Today at St. Mary’s Catholic Church, steps away from Miami’s campus, a stained-glass St. Thomas, patron saint of scholars, may be watching students with a bit more caution.
St. Mary’s and other Oxford churches often suffer vandalism at the hands of passing students.
“I think there has been a decline in the general fervor of faith,” said Father Jeffrey Silver, pastor of St. Mary’s.
Silver was a Miami student before attending seminary and serving at St. Mary’s. He described the Oxford he knew as a different place than it is today.
“When I was here, the weekend was Friday, Saturday, Sunday. Now it’s Thursday, Friday, Saturday, Sunday. Sometimes it even starts on Tuesday,” he said.
With earlier weekends come increased chances of vandalism.
“People have decided the confessional would make a good urinal,” said Silver.
Oxford United Methodist Church (OUMC) has only an alley between it and one of Miami’s most popular bars, Brick Street Bar & Grill. OUMC office administrator Susan Walker said the church had to install steel screens in front of the windows that face Brick due to the “countless” times students have shattered them with glass bottles.
“Students have broken one of the railings outside, which is beyond me since it’s metal and poured concrete,” Walker said.
Not a block away from OUMC is Oxford Presbyterian, which has had no shortage of similar issues. Rev. Lawrence Bartel said students have broken benches and defaced other property in his two years at Oxford Presbyterian. Bartel prefers to look at the root causes in an attempt to help, remembering his own college career.
“I know how stressed I felt. Anxiety and stress … it was ever present. I find myself thinking as a pastor: How can we reach out and serve those students who are defacing church property?” he said.
Bartel spoke of a student arrested for kicking a light outside the Presbyterian church, caught when an Oxford police cruiser drove by.

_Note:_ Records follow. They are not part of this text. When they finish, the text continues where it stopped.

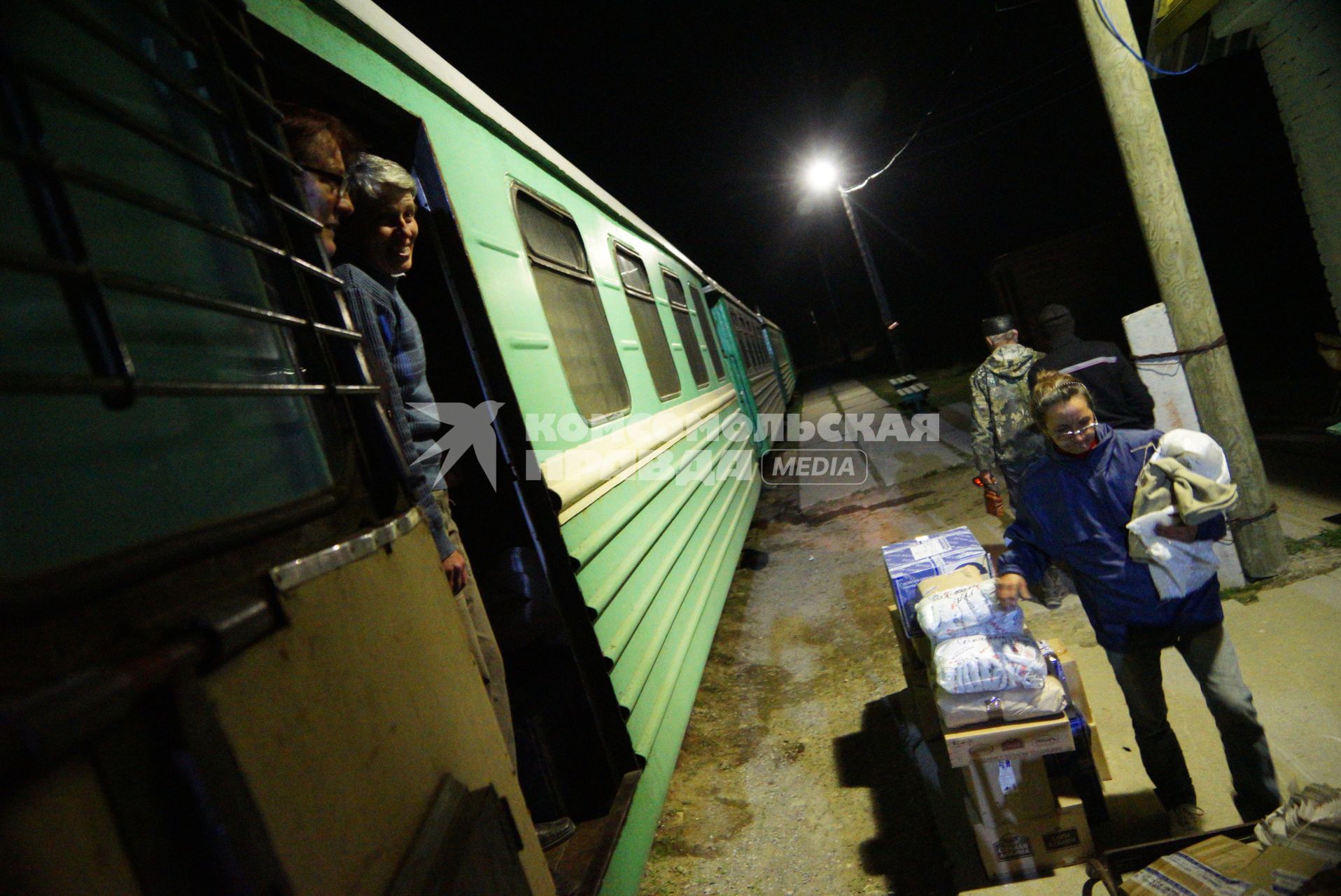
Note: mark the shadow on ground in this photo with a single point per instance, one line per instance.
(925, 841)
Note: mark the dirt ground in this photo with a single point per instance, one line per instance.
(780, 713)
(799, 774)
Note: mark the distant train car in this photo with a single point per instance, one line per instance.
(781, 353)
(230, 660)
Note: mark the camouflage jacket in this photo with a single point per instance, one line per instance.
(1004, 427)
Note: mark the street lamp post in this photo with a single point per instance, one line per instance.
(822, 176)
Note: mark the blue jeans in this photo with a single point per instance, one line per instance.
(1210, 655)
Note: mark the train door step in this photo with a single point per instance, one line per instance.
(912, 392)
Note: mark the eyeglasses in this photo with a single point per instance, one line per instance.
(338, 181)
(1074, 433)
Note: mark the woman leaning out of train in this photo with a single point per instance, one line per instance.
(1076, 509)
(377, 250)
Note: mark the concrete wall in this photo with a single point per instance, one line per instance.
(1301, 50)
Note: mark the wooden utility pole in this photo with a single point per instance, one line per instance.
(1181, 278)
(876, 286)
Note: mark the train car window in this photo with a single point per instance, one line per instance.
(647, 321)
(708, 336)
(162, 361)
(573, 309)
(684, 323)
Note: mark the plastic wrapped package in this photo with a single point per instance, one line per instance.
(981, 663)
(1017, 704)
(967, 609)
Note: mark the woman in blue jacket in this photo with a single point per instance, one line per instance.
(1076, 509)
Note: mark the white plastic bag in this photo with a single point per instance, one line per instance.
(967, 609)
(1017, 704)
(979, 663)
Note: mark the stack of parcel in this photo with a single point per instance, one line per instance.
(1009, 710)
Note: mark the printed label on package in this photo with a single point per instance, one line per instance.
(928, 549)
(1061, 840)
(1013, 847)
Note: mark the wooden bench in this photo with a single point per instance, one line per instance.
(912, 393)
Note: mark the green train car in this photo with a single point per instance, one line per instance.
(230, 662)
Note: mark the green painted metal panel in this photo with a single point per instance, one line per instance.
(657, 557)
(632, 853)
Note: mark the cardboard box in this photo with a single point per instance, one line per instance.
(925, 557)
(1209, 868)
(925, 708)
(1016, 741)
(1009, 790)
(1074, 682)
(1282, 871)
(1036, 846)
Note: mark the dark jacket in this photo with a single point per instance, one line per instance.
(1004, 428)
(395, 345)
(1076, 510)
(1121, 400)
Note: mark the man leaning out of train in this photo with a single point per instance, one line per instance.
(1074, 507)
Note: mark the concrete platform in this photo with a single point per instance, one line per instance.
(801, 776)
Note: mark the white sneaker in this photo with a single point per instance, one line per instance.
(1186, 820)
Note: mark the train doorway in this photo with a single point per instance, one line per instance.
(575, 755)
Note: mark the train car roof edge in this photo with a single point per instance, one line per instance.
(421, 54)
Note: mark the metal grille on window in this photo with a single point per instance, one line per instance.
(708, 336)
(168, 314)
(647, 321)
(684, 323)
(573, 310)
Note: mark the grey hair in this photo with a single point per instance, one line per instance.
(372, 177)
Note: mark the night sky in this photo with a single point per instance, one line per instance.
(703, 125)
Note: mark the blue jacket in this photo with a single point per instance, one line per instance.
(1076, 510)
(395, 344)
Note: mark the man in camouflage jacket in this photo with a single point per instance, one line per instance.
(1005, 435)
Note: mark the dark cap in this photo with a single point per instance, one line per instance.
(1055, 318)
(998, 325)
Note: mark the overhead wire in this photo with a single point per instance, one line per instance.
(944, 90)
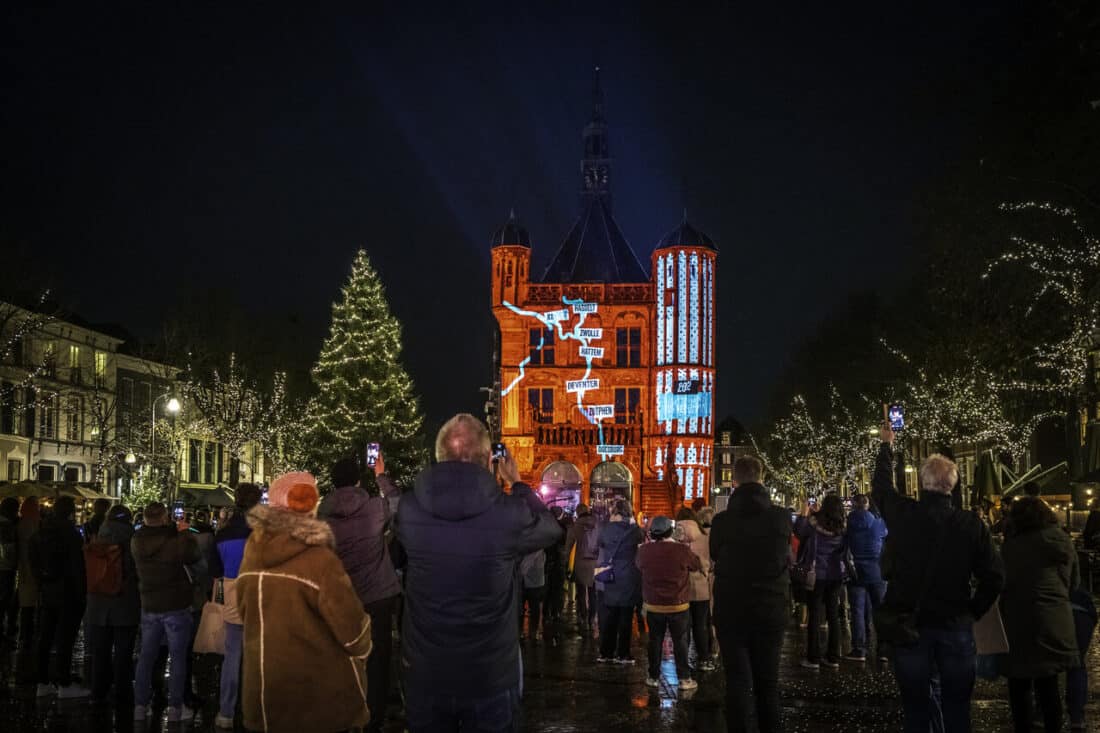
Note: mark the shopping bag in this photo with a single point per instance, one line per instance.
(210, 637)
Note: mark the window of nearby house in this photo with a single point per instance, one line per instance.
(545, 337)
(194, 460)
(628, 347)
(74, 419)
(209, 462)
(541, 402)
(626, 404)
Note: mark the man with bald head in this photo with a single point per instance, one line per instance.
(942, 573)
(464, 537)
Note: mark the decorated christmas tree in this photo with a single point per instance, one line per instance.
(363, 393)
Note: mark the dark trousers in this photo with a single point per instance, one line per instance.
(947, 656)
(1077, 678)
(585, 604)
(1049, 702)
(615, 632)
(750, 657)
(701, 628)
(8, 605)
(532, 599)
(112, 648)
(431, 713)
(677, 625)
(59, 627)
(824, 598)
(378, 663)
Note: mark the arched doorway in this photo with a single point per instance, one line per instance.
(560, 485)
(609, 480)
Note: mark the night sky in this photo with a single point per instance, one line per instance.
(186, 153)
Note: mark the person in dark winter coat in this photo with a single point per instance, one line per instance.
(618, 544)
(941, 564)
(57, 560)
(161, 554)
(112, 620)
(666, 567)
(1040, 571)
(9, 560)
(750, 599)
(582, 543)
(464, 537)
(360, 522)
(229, 545)
(823, 535)
(866, 534)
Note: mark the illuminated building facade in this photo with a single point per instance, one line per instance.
(606, 369)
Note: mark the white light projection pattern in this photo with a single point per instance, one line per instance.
(556, 320)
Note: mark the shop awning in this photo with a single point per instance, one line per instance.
(218, 496)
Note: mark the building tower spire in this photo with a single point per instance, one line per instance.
(596, 164)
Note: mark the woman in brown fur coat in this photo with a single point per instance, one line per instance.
(306, 636)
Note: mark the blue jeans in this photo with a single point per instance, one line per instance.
(862, 599)
(939, 657)
(435, 713)
(230, 670)
(175, 625)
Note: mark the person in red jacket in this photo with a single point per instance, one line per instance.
(666, 568)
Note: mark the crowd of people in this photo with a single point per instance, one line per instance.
(312, 597)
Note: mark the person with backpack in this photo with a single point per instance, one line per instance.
(57, 561)
(583, 538)
(9, 560)
(161, 554)
(113, 606)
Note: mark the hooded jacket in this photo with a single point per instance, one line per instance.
(618, 547)
(160, 555)
(689, 533)
(464, 538)
(359, 522)
(584, 562)
(124, 609)
(1041, 569)
(750, 545)
(831, 547)
(306, 635)
(931, 539)
(866, 534)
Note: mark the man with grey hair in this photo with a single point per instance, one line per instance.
(942, 573)
(464, 538)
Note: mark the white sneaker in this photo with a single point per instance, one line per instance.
(180, 713)
(72, 691)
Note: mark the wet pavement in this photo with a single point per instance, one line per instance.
(565, 691)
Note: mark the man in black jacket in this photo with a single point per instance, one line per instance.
(934, 554)
(460, 645)
(750, 544)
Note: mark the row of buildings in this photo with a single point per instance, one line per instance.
(80, 404)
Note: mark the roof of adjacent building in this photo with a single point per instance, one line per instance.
(595, 250)
(686, 236)
(510, 232)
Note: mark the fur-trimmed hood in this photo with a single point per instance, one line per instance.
(279, 535)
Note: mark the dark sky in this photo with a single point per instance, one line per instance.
(187, 153)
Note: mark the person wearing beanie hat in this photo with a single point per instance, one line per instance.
(301, 619)
(666, 568)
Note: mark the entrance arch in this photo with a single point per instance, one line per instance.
(560, 485)
(609, 480)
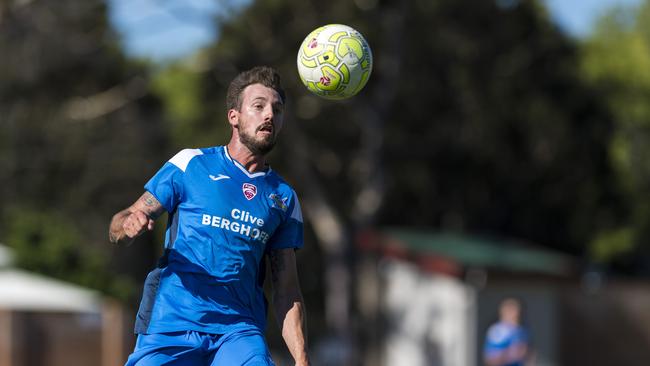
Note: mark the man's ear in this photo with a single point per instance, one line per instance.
(233, 118)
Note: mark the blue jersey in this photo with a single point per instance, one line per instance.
(502, 338)
(222, 220)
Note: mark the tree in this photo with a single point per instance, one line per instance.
(78, 127)
(615, 61)
(474, 120)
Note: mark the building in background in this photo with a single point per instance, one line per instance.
(427, 298)
(48, 322)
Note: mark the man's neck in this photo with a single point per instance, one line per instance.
(251, 162)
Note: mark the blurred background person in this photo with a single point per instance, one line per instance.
(507, 342)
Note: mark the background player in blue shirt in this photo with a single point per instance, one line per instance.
(507, 342)
(228, 210)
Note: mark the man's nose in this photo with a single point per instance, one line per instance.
(268, 114)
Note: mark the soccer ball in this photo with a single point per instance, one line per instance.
(334, 61)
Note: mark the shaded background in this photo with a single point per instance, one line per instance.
(481, 119)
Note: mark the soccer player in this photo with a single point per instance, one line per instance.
(506, 343)
(204, 303)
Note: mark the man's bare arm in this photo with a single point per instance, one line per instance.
(288, 303)
(130, 223)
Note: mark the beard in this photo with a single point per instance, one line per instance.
(257, 146)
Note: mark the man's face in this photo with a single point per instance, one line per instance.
(259, 119)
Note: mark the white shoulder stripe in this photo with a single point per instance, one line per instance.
(297, 212)
(183, 158)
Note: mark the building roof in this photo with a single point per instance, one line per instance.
(22, 290)
(452, 252)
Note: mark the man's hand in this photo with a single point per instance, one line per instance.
(137, 223)
(128, 224)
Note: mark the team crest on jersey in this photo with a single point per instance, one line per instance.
(249, 191)
(279, 201)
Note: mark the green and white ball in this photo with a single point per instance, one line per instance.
(334, 61)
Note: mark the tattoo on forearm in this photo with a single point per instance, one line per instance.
(149, 199)
(277, 264)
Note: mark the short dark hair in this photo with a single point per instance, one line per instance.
(264, 75)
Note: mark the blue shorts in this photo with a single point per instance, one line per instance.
(246, 347)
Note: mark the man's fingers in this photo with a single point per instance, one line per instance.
(143, 219)
(136, 223)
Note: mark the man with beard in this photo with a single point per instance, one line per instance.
(204, 303)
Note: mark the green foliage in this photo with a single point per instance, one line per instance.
(616, 62)
(50, 243)
(78, 128)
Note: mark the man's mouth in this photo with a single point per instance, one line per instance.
(267, 127)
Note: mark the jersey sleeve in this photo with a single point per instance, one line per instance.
(167, 184)
(290, 232)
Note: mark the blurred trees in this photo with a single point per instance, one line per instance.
(616, 63)
(474, 120)
(479, 117)
(78, 129)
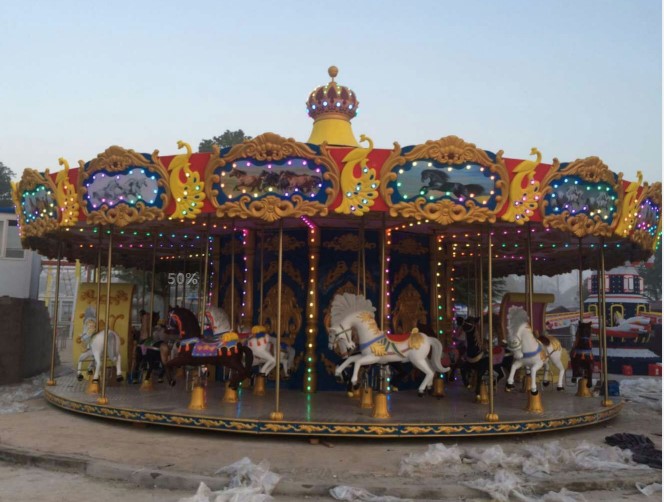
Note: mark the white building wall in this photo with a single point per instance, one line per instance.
(16, 273)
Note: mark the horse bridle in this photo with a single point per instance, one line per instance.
(210, 320)
(344, 331)
(178, 323)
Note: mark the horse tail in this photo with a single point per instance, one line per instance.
(437, 355)
(248, 360)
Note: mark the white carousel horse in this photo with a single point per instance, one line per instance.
(259, 342)
(350, 312)
(95, 346)
(531, 353)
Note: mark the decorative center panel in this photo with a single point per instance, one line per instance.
(284, 179)
(38, 203)
(436, 181)
(128, 187)
(576, 196)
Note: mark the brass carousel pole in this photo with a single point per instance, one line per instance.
(383, 267)
(492, 416)
(260, 310)
(248, 292)
(311, 381)
(232, 308)
(480, 292)
(206, 254)
(602, 326)
(276, 414)
(259, 383)
(103, 399)
(483, 398)
(580, 281)
(529, 276)
(51, 380)
(98, 282)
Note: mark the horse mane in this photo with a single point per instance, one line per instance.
(516, 317)
(347, 304)
(189, 321)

Bartel later had lunch with the offending student and saw him participating in worship at the church for several weeks afterwards.
“I trust that experience and those conversations have changed the trajectory of that student’s life,” Bartel said.
Father Silver believes a solution is for students to seek more constructive ways for social interaction while in college.
“I’m not anti-drinking, but I just think that it’s too easy to get to the point where that’s your way of living,” he said.
Silver says more students and a “different approach” from Miami are also changing Oxford’s culture.
“It was much more of a community when I was a student,” Silver said. “I would walk around campus and the president would call me by name. I don’t run into that anymore. The professors care about their students but they also have many more of them and they really have to get things done, so there isn’t that sense of community that I remember,” Silver added.